Business and Social Responsibility
Yesterday’s One World Week discussion was "Business and Social Responsibility: Do Good Values Equal Good Business?". The list of speakers is here. There was pretty much zero tension between any of the speakers and nothing to really disagree with. They stressed the gains society has seen as a result of the profit motive and that ultimately power is determined by how well they serve the customer. They were also eager to emphasise the role of law and voluntary/mandatory codes of conduct to prevent harm; like individuals not all firms seem to have a conscience. Just a couple of points:
– It wasn’t mentioned, but most people are or will be shareholders of some sort though voluntary savings and pension schemes. With luck, the increased value of such investments will help us fund spending later in life.
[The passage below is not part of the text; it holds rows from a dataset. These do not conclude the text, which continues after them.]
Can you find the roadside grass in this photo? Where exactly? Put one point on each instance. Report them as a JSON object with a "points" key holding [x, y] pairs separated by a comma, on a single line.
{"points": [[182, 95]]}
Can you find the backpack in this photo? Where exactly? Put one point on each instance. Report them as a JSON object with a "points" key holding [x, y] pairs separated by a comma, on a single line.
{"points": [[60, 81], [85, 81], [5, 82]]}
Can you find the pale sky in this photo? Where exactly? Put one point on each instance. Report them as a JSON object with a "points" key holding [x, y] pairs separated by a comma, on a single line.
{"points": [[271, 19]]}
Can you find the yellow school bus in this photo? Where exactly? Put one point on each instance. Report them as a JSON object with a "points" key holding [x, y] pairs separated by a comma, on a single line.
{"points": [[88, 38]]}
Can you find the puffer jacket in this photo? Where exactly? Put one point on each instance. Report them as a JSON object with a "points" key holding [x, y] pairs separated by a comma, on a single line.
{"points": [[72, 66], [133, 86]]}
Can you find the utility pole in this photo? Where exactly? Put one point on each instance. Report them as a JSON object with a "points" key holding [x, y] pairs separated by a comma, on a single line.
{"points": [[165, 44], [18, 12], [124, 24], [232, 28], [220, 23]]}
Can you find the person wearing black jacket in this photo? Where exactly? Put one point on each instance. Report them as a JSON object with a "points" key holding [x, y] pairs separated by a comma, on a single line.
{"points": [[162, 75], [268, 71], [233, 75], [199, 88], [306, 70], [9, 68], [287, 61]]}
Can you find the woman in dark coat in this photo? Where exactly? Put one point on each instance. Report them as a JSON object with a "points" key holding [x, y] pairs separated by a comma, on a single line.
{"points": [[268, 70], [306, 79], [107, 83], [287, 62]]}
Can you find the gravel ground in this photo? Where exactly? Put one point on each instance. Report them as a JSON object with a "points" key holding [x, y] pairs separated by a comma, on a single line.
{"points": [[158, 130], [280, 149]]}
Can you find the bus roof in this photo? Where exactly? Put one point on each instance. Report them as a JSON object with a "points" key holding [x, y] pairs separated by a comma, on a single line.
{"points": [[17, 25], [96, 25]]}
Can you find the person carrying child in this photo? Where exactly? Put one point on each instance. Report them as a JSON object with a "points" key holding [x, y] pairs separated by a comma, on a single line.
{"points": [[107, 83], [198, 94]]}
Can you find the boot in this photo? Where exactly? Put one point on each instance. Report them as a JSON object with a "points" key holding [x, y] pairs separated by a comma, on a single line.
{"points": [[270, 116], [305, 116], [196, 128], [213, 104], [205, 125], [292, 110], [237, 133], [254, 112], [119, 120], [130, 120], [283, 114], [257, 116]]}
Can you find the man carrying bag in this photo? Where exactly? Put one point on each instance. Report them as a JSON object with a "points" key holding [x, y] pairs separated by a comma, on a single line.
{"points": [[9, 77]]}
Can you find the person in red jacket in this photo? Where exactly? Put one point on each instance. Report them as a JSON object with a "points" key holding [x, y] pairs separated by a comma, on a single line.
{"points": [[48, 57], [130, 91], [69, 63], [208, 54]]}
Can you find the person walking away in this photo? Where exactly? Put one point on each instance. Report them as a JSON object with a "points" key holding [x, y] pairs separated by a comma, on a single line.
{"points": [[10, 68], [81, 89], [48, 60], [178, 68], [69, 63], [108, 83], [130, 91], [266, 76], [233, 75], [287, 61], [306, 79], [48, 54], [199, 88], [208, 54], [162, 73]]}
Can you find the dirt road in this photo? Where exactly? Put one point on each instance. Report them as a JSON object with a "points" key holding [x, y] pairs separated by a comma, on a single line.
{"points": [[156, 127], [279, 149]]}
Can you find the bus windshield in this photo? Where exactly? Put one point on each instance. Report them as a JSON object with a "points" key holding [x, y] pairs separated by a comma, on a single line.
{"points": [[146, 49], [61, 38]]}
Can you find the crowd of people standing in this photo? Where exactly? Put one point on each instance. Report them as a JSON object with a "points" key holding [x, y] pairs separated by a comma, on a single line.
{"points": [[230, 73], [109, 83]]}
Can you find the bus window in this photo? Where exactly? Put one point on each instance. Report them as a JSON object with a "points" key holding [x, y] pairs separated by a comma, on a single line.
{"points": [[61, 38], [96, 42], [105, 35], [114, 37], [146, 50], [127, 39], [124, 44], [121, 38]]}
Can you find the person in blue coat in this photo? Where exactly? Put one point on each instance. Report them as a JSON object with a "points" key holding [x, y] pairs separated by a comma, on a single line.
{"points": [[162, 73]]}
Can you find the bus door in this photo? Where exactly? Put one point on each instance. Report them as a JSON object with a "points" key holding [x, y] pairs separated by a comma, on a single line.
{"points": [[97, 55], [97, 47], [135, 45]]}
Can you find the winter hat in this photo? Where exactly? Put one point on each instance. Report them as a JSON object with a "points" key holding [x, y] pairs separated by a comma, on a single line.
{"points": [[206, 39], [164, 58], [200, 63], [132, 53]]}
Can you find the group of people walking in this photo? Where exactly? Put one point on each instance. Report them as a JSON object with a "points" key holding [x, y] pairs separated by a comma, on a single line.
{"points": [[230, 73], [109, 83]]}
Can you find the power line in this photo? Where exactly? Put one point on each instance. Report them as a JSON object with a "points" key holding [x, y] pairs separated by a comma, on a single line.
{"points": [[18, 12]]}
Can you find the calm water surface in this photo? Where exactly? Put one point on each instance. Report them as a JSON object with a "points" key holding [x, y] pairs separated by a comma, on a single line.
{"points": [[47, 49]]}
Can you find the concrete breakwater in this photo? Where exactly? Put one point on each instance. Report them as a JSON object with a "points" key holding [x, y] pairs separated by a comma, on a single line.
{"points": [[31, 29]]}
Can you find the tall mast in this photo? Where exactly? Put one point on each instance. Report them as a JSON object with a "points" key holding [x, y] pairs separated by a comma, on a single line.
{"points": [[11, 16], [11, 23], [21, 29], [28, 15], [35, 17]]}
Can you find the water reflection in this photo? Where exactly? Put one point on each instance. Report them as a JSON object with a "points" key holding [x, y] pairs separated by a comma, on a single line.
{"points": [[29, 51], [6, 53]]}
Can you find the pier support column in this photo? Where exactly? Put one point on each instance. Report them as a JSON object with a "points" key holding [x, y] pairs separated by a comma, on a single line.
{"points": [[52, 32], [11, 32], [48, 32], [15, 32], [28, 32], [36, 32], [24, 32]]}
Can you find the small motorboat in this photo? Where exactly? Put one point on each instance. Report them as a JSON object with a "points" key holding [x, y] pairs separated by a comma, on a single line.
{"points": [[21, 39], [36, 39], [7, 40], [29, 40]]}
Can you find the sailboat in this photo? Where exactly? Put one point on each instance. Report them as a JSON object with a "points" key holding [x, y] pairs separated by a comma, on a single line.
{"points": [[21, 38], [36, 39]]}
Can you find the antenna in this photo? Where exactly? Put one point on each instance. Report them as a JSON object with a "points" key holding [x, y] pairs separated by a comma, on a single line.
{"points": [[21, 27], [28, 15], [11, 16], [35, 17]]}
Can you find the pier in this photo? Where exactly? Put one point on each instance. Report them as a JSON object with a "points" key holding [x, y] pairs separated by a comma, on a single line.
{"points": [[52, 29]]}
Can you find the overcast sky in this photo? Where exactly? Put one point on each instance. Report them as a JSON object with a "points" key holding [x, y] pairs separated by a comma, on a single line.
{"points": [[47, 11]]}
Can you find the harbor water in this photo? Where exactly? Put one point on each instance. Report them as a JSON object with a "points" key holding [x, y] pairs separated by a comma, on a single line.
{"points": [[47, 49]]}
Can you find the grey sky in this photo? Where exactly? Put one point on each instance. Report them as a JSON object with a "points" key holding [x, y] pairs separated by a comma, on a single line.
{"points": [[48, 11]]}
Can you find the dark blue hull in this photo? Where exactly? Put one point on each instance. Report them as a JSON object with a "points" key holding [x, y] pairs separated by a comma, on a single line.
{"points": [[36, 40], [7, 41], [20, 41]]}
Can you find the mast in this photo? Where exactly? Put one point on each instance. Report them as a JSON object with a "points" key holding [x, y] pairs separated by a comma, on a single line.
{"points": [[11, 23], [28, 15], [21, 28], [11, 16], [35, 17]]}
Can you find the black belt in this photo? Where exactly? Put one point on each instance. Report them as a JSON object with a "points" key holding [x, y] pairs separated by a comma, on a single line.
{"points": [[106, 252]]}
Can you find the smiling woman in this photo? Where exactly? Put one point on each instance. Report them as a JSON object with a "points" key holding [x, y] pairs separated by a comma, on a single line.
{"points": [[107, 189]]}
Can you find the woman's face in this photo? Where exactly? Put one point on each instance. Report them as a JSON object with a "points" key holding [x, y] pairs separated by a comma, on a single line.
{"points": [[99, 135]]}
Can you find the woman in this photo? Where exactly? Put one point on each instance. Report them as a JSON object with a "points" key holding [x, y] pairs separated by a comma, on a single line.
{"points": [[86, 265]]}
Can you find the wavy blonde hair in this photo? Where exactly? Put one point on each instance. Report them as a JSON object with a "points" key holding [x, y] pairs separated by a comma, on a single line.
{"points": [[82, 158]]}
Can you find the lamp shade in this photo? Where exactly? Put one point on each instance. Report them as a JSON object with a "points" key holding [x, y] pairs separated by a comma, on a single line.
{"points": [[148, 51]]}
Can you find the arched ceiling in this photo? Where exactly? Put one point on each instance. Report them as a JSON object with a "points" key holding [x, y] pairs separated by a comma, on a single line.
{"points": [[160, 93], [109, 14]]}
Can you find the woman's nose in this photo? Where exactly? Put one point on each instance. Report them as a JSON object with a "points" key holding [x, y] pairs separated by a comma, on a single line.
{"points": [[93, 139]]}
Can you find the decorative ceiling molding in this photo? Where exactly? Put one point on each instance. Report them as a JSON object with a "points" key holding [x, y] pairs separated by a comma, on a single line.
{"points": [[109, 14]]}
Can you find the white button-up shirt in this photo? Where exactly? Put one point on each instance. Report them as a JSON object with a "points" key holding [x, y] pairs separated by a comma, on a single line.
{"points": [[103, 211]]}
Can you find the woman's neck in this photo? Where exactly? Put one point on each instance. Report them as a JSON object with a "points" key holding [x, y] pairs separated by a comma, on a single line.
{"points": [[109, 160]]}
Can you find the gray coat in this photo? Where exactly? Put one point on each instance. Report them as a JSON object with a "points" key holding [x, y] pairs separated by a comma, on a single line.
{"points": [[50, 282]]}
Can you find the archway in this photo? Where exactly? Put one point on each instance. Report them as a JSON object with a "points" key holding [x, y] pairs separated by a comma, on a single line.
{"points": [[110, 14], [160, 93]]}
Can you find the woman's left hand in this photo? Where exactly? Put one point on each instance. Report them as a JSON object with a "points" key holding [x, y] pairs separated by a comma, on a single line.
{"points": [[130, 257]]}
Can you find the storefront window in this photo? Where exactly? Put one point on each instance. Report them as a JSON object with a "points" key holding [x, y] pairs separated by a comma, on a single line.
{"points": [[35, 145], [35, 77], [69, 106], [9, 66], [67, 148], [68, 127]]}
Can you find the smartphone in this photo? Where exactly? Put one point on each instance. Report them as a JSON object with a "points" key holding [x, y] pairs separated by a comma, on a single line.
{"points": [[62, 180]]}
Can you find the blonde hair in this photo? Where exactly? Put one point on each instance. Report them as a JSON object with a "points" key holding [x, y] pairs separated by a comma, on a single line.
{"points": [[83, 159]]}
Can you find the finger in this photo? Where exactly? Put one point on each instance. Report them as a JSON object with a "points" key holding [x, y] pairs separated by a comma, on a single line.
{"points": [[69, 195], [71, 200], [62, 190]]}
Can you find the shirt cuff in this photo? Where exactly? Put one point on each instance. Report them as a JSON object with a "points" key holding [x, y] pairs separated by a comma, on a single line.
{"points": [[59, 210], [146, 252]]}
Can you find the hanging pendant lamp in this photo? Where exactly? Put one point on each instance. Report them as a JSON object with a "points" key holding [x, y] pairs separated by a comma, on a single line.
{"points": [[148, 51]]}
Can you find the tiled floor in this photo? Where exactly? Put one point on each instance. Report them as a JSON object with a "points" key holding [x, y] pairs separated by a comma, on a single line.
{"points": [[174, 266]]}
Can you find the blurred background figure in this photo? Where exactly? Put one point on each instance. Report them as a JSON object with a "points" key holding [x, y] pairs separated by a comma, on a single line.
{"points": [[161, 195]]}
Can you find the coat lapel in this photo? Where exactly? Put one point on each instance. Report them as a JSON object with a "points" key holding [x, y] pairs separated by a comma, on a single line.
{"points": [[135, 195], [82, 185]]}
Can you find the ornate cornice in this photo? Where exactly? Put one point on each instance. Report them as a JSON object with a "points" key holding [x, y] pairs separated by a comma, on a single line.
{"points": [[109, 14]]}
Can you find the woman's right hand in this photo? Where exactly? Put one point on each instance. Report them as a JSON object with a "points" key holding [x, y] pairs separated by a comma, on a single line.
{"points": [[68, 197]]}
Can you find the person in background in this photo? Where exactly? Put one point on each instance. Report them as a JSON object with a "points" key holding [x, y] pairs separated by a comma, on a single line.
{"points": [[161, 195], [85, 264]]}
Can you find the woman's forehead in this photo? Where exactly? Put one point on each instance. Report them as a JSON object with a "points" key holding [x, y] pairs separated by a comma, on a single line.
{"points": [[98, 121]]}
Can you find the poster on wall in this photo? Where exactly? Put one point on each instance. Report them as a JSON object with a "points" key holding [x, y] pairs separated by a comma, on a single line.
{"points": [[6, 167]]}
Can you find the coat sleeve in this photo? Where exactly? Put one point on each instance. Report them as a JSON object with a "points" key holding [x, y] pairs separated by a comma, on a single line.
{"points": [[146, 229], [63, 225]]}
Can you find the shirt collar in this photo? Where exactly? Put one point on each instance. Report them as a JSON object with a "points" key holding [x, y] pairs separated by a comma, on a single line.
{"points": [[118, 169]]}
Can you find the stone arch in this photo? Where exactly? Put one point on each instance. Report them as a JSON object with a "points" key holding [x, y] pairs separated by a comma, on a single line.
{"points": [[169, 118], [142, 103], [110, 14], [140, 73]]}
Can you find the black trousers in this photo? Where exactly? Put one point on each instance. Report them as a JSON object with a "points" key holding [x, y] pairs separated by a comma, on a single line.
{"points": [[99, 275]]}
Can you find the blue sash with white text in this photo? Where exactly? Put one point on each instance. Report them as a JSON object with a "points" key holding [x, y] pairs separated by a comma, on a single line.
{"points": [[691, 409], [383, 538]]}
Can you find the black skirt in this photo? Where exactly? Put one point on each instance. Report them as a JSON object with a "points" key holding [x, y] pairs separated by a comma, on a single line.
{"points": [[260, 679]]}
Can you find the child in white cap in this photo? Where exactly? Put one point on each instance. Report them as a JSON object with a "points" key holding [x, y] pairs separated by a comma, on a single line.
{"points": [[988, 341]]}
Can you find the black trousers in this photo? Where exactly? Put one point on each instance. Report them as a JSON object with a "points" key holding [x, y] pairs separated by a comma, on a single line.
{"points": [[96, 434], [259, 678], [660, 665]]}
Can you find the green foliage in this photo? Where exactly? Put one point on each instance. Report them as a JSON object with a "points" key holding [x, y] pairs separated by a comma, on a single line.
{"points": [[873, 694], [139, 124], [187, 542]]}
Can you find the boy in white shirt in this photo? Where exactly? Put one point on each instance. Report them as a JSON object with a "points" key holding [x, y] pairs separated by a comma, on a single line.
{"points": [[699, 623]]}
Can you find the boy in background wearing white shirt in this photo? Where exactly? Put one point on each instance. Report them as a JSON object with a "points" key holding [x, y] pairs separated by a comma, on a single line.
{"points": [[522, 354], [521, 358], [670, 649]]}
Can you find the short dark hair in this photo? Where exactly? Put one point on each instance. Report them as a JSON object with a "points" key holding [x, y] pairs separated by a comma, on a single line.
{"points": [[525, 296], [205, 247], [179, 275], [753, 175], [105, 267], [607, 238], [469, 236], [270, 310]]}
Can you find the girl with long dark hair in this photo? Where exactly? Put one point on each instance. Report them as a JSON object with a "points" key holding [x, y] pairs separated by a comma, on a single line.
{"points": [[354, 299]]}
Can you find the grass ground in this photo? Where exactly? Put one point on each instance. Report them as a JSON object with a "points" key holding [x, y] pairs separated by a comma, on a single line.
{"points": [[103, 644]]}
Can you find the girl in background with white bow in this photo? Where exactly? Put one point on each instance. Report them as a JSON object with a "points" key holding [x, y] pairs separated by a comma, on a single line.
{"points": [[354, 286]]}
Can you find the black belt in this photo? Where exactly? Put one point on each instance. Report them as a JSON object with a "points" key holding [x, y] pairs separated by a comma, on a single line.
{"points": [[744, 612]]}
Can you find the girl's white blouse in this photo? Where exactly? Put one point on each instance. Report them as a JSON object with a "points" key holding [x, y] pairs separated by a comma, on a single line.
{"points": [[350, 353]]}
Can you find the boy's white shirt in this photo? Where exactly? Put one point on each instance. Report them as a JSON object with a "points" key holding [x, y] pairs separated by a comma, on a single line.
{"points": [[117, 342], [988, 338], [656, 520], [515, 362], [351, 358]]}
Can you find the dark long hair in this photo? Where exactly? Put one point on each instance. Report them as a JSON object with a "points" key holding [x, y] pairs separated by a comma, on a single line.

Some shareholders are already incredibly wealthy, but many others just want some money to fund their retirement, pay for medical expenses and help their children through university. No sense in demonising them all. Beyond the provision of ipods, phones, cars and drugs, this is another helpful way in which we gain from having soundly run firms. Of course, we all have different ideas of what it means for a firm to be 'soundly run', so there's a role for ethical investment trusts, aligned with the varied preferences of individuals.
– Maybe there are conflicts in the stated desires of CSR proponents. A firm that goes beyond its legal obligations and donates all profit to various stakeholders won’t generate jobs, puts existing jobs at risk and won't develop/improve existing products and services. Charity isn't costless and extremes in either position are harmful. This uncertainty suggests that laws creating more positive obligations aren’t necessarily in society’s long term benefit.
– A recent example of a voluntary choice to become more socially responsible is the decision by US firm Whole Foods to embrace renewable energy. See here.
Natural food grocer Whole Foods Market Inc. said it will rely on wind energy for all of its electricity needs, making it the largest corporate user of renewable energy in the United States..The decision follows the publicly traded company's mission of environmental stewardship without losing sight of the bottom line, Whole Foods regional president Michael Besancon said Tuesday.
The firm is known for its commitment to stakeholders and has yet to suffer as a result. See this report on its stock performance. See here
The ability of Whole Foods to essentially establish a high-end niche market in the humdrum grocery business — where innovative ideas tend to be rare — has earned comparisons with coffee titan Starbucks. So have heady growth plans of Whole Foods — it aims for $12 billion in sales in 2010, up more than 150 percent from last year.
If efforts to be take care of stakeholders are well publicised, negative financial effects may be lessened somewhat.